O'Connor, C.J., and Fischer, Donnelly, Stewart, and Brunner, JJ., concur.

Kennedy, J., dissents, with an opinion joined by DeWine, J.

KENNEDY, J., dissenting.

{¶ 34} I dissent from the majority's denial of appellant Waste Management of Ohio, Inc.'s request for oral argument and the denial of Waste Management's request for a writ of mandamus. A request for oral argument is subject to this court's discretion, S.Ct.Prac.R. 17.02(A), and in exercising that discretion, we consider “whether the case involves a matter of great public importance, complex issues of law or fact, a substantial constitutional issue, or a conflict among courts of appeals,” State ex rel. Davis v. Pub. Emps. Retirement Bd., 111 Ohio St.3d 118, 2006-Ohio-5339, 855 N.E.2d 444, ¶ 15. Because issues involving the workers' compensation system have a significant impact on the state and Ohioans, and because the question whether both a scheduled-loss benefit and a death benefit can be simultaneously paid to an injured worker's dependent when the worker's death occurs shortly after the injury is a complex question of statutory law, this court should grant oral argument.

{¶ 35} Moreover, contrary to the majority's decision, the plain and unambiguous language of the statutory scheme at issue here allows scheduled-loss benefits to be paid to an injured worker's dependents in only two circumstances: (1) when an award had been made prior to the injured worker's death and (2) when the injured worker suffered the loss of a member by severance. R.C. 4123.57(B). Neither circumstance exists here. Therefore, I would reverse the judgment of the Tenth District Court of Appeals, grant Waste Management's request for a writ of mandamus, and order appellee the Industrial Commission of Ohio to reinstate the order of the staff hearing officer ("SHO"). Because the majority does otherwise, I dissent.
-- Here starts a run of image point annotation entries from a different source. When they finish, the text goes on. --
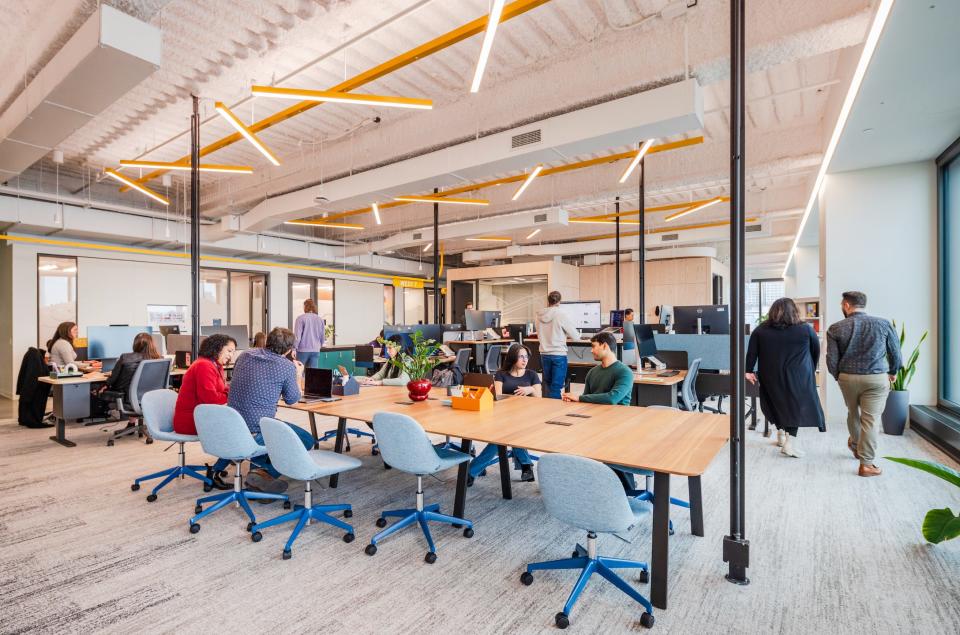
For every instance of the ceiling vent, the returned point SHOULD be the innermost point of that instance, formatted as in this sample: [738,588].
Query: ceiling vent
[525,139]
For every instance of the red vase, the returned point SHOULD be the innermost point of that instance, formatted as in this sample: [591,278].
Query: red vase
[419,389]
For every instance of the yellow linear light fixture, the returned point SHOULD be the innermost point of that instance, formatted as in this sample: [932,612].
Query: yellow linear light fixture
[441,199]
[636,160]
[232,119]
[303,94]
[143,190]
[537,170]
[204,167]
[492,21]
[694,208]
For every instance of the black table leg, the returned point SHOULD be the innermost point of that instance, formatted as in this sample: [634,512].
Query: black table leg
[505,488]
[61,436]
[338,446]
[460,501]
[696,506]
[661,540]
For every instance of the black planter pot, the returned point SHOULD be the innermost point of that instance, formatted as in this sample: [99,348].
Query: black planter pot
[896,412]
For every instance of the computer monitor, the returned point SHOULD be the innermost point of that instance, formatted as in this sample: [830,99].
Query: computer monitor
[713,319]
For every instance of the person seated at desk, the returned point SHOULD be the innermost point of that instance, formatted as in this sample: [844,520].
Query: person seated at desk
[261,377]
[61,350]
[610,382]
[513,378]
[204,383]
[388,375]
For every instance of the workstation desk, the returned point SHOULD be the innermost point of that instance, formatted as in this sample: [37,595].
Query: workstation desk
[667,442]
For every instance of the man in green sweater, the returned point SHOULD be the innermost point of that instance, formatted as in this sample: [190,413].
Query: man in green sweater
[611,381]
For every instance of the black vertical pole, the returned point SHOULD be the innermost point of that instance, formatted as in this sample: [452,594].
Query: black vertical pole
[195,225]
[736,548]
[436,260]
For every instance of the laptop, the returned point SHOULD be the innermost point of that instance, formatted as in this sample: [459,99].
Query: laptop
[317,385]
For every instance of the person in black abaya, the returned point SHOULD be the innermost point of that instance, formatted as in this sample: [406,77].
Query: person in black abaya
[785,351]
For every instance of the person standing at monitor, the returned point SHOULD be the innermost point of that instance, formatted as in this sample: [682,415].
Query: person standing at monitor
[553,329]
[308,330]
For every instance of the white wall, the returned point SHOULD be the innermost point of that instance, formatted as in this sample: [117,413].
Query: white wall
[879,235]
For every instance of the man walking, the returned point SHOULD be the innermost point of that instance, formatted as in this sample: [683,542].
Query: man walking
[553,329]
[863,355]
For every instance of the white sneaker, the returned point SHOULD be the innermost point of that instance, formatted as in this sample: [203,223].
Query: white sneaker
[791,448]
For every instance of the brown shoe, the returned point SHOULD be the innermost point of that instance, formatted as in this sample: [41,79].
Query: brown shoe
[853,447]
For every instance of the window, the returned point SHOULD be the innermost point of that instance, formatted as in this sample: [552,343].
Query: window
[56,294]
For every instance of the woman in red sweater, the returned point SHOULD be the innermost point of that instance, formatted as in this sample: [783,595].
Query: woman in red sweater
[204,382]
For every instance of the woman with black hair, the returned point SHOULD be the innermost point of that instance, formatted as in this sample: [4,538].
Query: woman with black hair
[785,351]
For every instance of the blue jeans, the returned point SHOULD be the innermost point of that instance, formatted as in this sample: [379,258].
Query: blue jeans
[520,458]
[554,374]
[309,360]
[264,461]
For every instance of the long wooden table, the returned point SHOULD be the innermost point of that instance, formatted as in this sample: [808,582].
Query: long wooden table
[663,441]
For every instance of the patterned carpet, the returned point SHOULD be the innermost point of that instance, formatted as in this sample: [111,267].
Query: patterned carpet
[831,552]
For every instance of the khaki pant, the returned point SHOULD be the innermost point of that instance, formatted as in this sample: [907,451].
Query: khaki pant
[865,396]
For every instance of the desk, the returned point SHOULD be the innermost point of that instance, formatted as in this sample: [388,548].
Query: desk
[663,441]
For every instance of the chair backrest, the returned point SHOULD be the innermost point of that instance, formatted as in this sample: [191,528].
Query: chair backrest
[223,432]
[152,374]
[688,389]
[286,450]
[463,360]
[403,443]
[583,493]
[158,407]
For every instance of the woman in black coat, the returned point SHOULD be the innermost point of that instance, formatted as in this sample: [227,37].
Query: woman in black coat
[785,351]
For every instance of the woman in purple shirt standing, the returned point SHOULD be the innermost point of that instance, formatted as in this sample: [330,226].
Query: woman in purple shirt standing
[308,334]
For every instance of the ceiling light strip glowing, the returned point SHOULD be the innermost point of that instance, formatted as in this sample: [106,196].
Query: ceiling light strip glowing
[636,160]
[231,118]
[204,167]
[694,208]
[441,199]
[303,94]
[537,170]
[492,21]
[143,190]
[869,47]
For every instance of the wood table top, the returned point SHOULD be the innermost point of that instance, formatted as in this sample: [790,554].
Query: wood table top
[672,441]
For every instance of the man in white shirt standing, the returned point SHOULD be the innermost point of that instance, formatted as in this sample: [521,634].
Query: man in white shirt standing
[553,329]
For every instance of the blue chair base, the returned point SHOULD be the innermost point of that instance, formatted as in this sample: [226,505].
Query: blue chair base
[302,515]
[589,566]
[430,513]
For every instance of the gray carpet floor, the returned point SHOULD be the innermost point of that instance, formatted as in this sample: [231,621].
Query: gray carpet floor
[830,552]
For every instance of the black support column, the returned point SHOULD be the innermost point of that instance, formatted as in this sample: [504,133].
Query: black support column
[736,548]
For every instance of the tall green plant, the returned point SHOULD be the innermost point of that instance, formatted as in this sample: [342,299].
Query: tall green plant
[418,362]
[909,367]
[938,524]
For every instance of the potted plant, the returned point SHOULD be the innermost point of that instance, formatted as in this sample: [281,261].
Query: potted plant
[417,364]
[938,524]
[896,410]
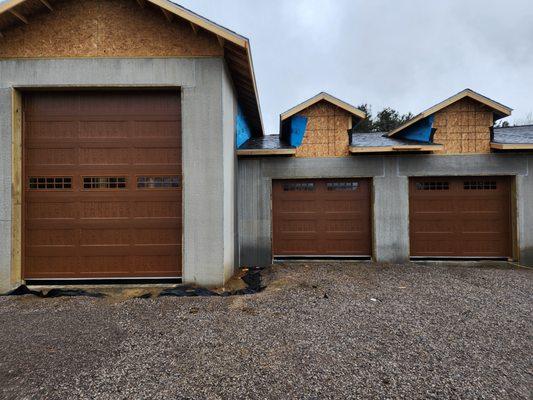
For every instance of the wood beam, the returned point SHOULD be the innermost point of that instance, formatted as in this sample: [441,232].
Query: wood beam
[19,16]
[47,4]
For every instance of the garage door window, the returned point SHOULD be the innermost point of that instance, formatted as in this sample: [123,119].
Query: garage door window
[299,187]
[50,182]
[342,186]
[433,185]
[104,182]
[158,182]
[480,185]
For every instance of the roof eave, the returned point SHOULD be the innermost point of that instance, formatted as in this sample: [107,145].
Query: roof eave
[511,146]
[395,149]
[266,152]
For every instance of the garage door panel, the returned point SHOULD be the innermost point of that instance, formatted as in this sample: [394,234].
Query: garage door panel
[497,226]
[298,246]
[434,206]
[156,236]
[321,217]
[122,154]
[43,267]
[43,130]
[427,225]
[52,235]
[52,156]
[433,244]
[51,210]
[485,205]
[476,222]
[105,237]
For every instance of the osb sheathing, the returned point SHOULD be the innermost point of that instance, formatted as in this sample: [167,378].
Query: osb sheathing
[105,28]
[327,131]
[464,127]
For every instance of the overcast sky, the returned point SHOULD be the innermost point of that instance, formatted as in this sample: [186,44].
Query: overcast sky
[406,54]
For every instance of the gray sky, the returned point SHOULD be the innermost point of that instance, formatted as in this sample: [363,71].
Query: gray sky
[406,54]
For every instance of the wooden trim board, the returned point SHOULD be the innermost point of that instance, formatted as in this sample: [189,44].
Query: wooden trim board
[16,189]
[266,152]
[395,149]
[512,146]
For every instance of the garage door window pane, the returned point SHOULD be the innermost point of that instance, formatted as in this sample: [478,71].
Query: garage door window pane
[50,182]
[158,182]
[342,186]
[480,185]
[435,185]
[299,187]
[104,182]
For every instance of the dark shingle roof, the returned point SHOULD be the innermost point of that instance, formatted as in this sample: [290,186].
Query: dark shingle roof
[514,135]
[377,139]
[267,142]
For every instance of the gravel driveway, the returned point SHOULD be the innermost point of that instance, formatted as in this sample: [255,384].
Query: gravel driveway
[319,331]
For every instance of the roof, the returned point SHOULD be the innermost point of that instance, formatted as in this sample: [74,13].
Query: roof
[500,110]
[237,48]
[266,145]
[326,97]
[379,142]
[513,138]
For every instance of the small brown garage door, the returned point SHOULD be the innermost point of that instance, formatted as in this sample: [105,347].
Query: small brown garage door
[460,217]
[102,184]
[329,217]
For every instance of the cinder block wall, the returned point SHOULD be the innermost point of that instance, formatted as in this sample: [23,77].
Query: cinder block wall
[390,176]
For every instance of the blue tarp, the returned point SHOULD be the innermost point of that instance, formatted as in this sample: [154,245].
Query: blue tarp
[242,128]
[298,127]
[421,131]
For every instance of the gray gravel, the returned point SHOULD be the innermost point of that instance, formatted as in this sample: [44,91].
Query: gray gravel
[320,331]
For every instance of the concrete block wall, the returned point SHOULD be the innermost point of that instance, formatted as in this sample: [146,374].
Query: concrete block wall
[390,176]
[201,81]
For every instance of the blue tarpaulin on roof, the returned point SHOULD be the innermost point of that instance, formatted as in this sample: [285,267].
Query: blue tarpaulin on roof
[242,128]
[298,127]
[421,131]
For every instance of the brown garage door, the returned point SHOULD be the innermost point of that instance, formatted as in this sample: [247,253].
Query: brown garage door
[103,194]
[329,217]
[460,217]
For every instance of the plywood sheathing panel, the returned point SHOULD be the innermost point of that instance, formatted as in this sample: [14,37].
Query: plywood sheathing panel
[106,28]
[464,127]
[327,131]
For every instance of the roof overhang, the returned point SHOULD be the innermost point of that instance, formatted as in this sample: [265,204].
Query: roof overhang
[396,149]
[237,49]
[511,146]
[266,152]
[500,111]
[327,97]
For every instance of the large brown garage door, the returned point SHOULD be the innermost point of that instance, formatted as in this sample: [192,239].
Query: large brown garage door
[329,217]
[460,217]
[102,184]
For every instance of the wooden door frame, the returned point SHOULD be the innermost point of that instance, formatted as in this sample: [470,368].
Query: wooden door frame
[16,187]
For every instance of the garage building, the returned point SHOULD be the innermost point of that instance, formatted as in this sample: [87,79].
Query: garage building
[132,147]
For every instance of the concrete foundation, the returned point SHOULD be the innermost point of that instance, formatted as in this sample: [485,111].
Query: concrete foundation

Because simultaneous recovery is a matter of great public importance, this court should grant oral argument

{¶ 36} The question before this court centers on the interplay between various workers' compensation statutes and the exceptions in those statutes. In State ex rel. Moorehead v. Indus. Comm., 112 Ohio St.3d 27, 2006-Ohio-6364, 857 N.E.2d 1203, this court left open the very question that is presently before this court: whether an injured worker's dependent can receive both a scheduled-loss benefit and a death benefit when the time between the worker's injury and resulting death is short. Granting oral argument in this case would allow for a thorough discussion of the complex statutory scheme and for consideration of the issue in full. But because the majority proceeds to judgment without the benefit of oral argument, I address the question presently before the court: Is an injured worker's dependent entitled to receive the total weekly installment under the scheduled-loss-benefit provision in R.C. 4123.57(B) when the worker died shortly after sustaining his or her injury? Contrary to the majority's decision and based on the facts presented in this case, the answer is no.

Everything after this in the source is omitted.